On April 1st 2020 the Dow completed its worst first quarter in 124 years. You needn’t have been a fool to lose significant money (the Gabriel fund profited 11% the first quarter 2020). The market remains overvalued, and I anticipate the S&P 500 will revisit March’s low around 2200. The model is Bearish for April 2020.
Calling a market bottom is very difficult, and the S&P 500 is up about 13% since March 22nd 2020.
Source: Yahoo Finance |
This resurgence is in response to the federal reserve lowering interest rates to 0%, and a historically large economic stimulus plan. While both of these are bullish, consider market valuations. The last time market valuations were as high as recent (Buffets Ratio reached 155% in February 2020) was prior to the Dot.com Crash (Buffets Ratio reached 150% in January 2000). Buffets Ratio dropped to 71% before the market hit bottom in 2002. Currently Buffets Ratio is 113%.
Source: GuruFocus |
I expect Buffets Ratio and the S&P 500 to continue to head lower in this Bear Market.
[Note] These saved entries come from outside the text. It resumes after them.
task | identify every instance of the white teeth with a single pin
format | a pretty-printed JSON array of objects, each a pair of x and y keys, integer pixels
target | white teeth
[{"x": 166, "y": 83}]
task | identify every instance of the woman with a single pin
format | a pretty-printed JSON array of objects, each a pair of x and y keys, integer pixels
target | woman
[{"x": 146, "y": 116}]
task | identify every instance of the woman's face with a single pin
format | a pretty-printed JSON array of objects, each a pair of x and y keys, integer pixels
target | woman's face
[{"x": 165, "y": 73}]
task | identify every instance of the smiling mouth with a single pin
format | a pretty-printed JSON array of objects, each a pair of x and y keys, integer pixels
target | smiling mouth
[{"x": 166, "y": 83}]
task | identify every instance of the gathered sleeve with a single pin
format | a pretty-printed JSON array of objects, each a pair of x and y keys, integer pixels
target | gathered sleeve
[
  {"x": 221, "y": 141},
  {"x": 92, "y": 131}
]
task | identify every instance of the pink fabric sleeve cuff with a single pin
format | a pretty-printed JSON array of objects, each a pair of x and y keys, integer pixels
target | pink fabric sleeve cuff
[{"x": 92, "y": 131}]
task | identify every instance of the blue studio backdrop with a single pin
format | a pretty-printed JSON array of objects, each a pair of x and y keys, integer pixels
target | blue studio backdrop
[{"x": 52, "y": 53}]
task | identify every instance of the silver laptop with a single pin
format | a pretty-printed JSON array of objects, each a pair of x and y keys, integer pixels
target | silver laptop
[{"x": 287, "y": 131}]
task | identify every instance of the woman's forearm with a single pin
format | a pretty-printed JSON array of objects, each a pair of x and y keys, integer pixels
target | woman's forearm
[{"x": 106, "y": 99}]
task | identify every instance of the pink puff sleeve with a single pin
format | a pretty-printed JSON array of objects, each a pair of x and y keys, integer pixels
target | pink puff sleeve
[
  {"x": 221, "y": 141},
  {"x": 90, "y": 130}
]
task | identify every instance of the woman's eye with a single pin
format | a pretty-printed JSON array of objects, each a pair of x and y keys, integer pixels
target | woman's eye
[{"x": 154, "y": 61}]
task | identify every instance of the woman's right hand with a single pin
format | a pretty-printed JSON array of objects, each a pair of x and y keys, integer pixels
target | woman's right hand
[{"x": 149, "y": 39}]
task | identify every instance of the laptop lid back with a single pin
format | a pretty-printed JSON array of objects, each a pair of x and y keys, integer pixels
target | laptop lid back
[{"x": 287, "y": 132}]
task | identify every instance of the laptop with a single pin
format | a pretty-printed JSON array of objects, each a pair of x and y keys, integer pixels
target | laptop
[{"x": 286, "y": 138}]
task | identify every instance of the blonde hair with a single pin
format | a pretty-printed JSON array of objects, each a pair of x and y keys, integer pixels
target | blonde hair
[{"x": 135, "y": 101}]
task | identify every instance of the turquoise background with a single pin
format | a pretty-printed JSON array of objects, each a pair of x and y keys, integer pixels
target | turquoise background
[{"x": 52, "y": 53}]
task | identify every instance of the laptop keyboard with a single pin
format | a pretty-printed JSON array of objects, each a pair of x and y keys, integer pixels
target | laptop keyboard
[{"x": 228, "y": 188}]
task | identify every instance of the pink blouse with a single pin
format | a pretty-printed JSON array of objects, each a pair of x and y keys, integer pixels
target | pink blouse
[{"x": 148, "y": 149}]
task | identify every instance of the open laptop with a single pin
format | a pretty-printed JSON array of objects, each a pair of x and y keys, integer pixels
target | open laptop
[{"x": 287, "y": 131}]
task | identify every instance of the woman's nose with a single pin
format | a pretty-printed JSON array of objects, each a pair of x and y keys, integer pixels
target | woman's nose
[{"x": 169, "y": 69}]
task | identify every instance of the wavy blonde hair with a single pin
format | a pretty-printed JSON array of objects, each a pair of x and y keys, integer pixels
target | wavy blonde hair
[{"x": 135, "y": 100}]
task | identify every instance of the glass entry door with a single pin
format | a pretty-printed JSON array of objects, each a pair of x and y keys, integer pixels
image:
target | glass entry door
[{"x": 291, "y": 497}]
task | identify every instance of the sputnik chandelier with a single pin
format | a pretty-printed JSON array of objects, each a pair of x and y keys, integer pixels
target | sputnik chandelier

Also consider that experts predict the Coronavirus outbreak to peak mid-April, and economic data will begin reflecting the enormous recessionary impact of the virus. Both of these are very bearish, and it will be difficult being bullish before new cases of the virus peak.
But there is light on the horizon. Factory activity is already expanding in China (the Gabriel fund recently increased its investment in MCHI), and barring additional economic shocks we anticipate the U.S. economy following a similar recovery within the next several months.
This report reflects the current opinion of the author. The report is based upon sources believed to be accurate and reliable. Opinions and statements about the future expressed in the report are subject to change without notice. The report is not a solicitation or an offer to buy or sell any security.